Прощай, о Милость, твой спокойный блеск,
Увы, отныне мести мрак заменит:
Прощай ты, лучезарный свет небес,
Земли твое сиянье не заденет,
Кромешный мрак тебя теперь оденет.
Свети вотще!., тебе в твоих цепях
Стал человек — владыка прежний — прах.
В созвучьях, Серафимы, строя нет,
Вы, Херувимы, славу отложите,
Пусть глас Престолов смолкнет, не допет.
Ваш Иерарх уходит — трепещите,
Ваш Предводитель в рубище — смотрите,
Повержен в прах, поруган, побежден.
— Прощай, прощай, покинутый мой дом[702].
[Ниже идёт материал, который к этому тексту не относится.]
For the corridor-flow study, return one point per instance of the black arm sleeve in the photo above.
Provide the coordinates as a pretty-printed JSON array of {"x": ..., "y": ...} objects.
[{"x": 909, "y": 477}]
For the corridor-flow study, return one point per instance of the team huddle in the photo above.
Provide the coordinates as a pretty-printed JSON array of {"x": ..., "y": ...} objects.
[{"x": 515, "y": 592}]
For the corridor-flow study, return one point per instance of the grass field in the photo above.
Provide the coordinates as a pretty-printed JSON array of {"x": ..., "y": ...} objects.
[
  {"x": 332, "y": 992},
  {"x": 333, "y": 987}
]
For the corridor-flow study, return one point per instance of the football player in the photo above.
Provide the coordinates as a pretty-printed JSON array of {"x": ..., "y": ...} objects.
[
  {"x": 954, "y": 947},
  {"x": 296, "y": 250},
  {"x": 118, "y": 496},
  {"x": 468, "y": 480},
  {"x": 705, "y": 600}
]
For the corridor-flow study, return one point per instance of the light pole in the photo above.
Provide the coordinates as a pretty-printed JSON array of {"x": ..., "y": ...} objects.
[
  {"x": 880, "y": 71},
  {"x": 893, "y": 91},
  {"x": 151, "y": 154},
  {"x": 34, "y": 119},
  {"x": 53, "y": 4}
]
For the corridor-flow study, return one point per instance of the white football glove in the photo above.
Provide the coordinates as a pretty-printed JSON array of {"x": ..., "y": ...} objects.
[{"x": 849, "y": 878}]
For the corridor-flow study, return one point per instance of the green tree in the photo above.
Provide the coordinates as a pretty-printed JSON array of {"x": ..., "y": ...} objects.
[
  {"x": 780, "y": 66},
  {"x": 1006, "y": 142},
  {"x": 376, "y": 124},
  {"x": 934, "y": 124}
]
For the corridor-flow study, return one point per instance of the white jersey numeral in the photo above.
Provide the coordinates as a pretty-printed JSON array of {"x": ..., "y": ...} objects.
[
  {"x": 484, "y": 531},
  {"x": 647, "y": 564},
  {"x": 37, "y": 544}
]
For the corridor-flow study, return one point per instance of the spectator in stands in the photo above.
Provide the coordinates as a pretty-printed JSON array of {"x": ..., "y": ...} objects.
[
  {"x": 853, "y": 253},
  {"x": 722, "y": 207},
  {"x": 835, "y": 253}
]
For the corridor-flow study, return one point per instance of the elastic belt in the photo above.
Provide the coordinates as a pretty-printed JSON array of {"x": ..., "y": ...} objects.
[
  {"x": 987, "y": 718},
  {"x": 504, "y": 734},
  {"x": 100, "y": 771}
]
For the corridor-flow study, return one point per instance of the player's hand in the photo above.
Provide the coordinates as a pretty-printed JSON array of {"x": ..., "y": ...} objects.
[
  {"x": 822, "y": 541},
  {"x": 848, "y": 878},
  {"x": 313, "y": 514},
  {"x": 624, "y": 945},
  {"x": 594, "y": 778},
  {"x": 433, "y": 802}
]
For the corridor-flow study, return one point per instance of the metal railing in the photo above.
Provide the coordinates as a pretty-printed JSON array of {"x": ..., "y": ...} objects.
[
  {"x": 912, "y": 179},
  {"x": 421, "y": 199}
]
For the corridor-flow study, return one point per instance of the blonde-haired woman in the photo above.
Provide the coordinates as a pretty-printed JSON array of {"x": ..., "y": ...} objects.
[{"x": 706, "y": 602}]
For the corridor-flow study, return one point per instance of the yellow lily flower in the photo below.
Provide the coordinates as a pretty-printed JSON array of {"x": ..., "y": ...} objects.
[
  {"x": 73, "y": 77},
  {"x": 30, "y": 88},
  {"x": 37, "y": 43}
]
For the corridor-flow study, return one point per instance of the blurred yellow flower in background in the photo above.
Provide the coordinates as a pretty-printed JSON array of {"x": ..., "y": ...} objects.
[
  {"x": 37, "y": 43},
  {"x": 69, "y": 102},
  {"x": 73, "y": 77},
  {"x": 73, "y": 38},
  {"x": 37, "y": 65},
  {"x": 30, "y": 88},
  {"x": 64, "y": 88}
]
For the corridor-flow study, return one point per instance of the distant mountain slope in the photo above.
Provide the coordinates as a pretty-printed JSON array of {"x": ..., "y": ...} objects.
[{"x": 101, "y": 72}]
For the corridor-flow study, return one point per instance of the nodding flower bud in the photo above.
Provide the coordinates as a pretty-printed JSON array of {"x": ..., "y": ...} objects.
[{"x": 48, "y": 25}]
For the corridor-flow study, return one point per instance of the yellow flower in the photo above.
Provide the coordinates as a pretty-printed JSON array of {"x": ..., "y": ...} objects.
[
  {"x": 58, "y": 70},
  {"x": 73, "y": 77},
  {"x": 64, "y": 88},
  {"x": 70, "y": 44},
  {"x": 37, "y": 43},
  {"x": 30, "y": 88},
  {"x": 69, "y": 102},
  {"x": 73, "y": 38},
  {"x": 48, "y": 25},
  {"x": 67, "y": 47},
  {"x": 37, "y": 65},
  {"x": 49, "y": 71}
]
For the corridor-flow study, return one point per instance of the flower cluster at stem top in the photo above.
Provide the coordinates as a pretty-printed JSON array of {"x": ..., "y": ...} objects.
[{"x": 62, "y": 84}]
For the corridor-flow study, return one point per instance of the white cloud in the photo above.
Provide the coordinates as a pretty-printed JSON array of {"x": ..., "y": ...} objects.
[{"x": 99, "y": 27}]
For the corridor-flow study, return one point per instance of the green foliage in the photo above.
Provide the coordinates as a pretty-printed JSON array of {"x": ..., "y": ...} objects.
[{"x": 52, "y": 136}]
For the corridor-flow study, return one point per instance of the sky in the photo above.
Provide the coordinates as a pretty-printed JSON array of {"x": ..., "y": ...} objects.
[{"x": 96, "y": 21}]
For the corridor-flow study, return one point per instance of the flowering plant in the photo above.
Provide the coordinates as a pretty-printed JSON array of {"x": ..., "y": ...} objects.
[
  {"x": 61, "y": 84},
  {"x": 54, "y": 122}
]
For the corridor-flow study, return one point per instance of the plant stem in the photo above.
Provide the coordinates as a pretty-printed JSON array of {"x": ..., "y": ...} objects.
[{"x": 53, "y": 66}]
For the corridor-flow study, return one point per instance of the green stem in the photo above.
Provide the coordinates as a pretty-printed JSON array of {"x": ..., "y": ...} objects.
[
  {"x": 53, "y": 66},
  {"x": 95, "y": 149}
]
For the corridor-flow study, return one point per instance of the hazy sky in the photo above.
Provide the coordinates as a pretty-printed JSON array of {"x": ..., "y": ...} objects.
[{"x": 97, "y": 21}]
Дабы получить представление о том, в какой мере чуток и величественен этот средневековый поэт, стоит вспомнить о трактовке подобных тем у Драйдена и даже у Мильтона. И в той же самой книге он дает прекрасную иллюстрацию долга гомилетической аллегории поэтам куртуазной любви. Господь изображен как рыцарь, избирающий своей Дамой Милость и обещающий ей (это, конечно, изящное преобразование старого рыцарского и героического biot{703}):

Отважно буду тяготы сносить,
Тебя своею дамой почитая[704].

А когда его предприятие выполнено, он возвращается к ней со словами:

Я пред тобой, твори свою ты волю[705].

Эта вводная аллегория, признаюсь, единственное основание вспомнить в этом исследовании «Двор Мудрости»; но мне трудно было оставить эту поэму в стороне. В путешествиях героя с Мудростью среди цветов, деревьев и драгоценных камней есть нечто, не поддающееся анализу. Разумеется, не мог не отыскаться исследователь, решивший, что мильтоновские картины Эдема обязаны чем‑то этой неясной поэме[706] — нелепость, но нелепость в конечном счете весьма знаменательная. Ибо, должен признаться, не однажды с трудом продираясь сквозь эти пестро расцвеченные и нечетко оформленные пейзажи, отчасти насладившись, отчасти же устав от таких имен, как Астерит, Карбункул, Хризопраз и Аврипигмент (а также всевозможных дельфинов, кокадрилов, эфемеронов или кориандров, плантанов и амомов), — не однажды я обнаруживал, что вспоминаю Мильтона. Весьма маловероятно, чтобы объяснение этому лежало в каком‑либо действительном родстве поэтической техники: мы вспоминаем о мильтоновской теме, а не о его стиле. Он писал о Рае; но старинный поэт, похоже, писал в Раю, он сам кажется райским в своем благочестии, веселой важности своего тона, своей детской любви к предмету повествования. Что до остального, его речь умеренно цветиста, у него есть дар к тому, что Драйден называл «строем» (turn)[707]; он может создать нетривиальный образ[708]; за исключением нескольких неисправимо ученых мест, он едва ли сколько‑нибудь прозаичен.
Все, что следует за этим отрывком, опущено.